Dementia is a decline of consciousness and an altered state of cognition. This includes changes in memory, as well as intellectual and physical functioning. Causes of dementia are vast, but most Americans associate dementia with Alzheimer’s disease – a progressive, incurable condition generally affecting people over the age of 65 years. The disease slowly destroys brain cells by triggering protein deposits in the brain that impact neural function. Studies have shown that a high THC strain of medical marijuana decreases the production of acetylcholinesterase – the neural enzyme that causes the formation of the protein deposits in the brain. This makes it one of the most effective treatments found for Alzheimer’s disease.

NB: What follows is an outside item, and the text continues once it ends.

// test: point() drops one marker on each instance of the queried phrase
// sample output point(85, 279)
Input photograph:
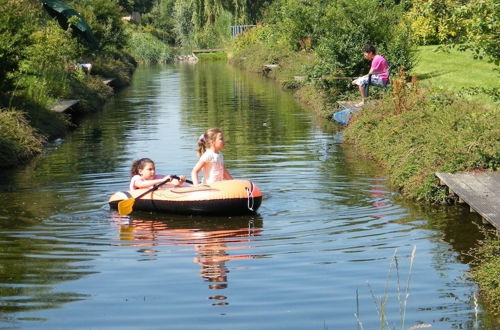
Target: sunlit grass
point(454, 69)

Eating disorders are divided into three main groups: anorexia nervosa, bulimia nervosa, and binge-eating disorder. These disorders are generally chronic and can be life-threatening. Those with anorexia deprive themselves of food, while those with bulimia eat large amounts of food and purge it from their systems, causing damage to their oesophagus and teeth. Binge eaters have periods of uncontrolled food consumption without purging – usually as an emotional response – and are often obese. Medical marijuana is shown to be effective in treating eating disorders by stimulating appetite and reducing the detrimental emotional responses people with the condition experience in relation to food.
And now, the bad news…
Since marijuana is one of the easier to acquire illicit drugs in the U.S., many people believe in self-medicating without consulting their physician about their reasons for doing so. As always, being honest with doctors is the best course of action. Unless the patient lives in a state where medical marijuana is legal, doctors would rather patients were on a tested, FDA-approved pharmaceutical than medical marijuana. Indeed, it is extremely unlikely (not to mention illegal) that any doctor would recommend self-medication with non-medical marijuana. Should a doctor prescribe an antidepressant or antipsychotic, concurrent self-medication with any marijuana is dangerous. If medical marijuana is an available option, the particular strain of marijuana matters with regard to the individual, hence the need for medical input.

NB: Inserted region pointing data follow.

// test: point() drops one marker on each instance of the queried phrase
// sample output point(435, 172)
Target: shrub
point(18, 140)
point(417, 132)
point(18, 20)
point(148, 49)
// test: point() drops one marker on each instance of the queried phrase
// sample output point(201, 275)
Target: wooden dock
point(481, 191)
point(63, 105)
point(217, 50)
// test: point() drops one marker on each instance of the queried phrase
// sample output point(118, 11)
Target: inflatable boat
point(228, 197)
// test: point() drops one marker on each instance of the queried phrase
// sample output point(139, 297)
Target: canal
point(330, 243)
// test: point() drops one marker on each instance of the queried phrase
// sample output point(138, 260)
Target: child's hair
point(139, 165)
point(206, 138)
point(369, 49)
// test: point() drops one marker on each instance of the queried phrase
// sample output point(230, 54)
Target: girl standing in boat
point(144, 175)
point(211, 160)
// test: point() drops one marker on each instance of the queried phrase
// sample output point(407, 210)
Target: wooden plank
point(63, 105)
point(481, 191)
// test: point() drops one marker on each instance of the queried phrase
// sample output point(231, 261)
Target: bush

One of the largest deterrents to the widespread support of medical marijuana is its legality – or, rather illegality. This inhibits further research by reducing funding, making the issues surrounding medical marijuana less scientific and more political. However, the number of states in the U.S. supporting the legalization of medical marijuana is growing. Soon, more researchers will be able to study the full uses of cannabinoids, which could lead to new breakthroughs in treatments for a variety mental disorders.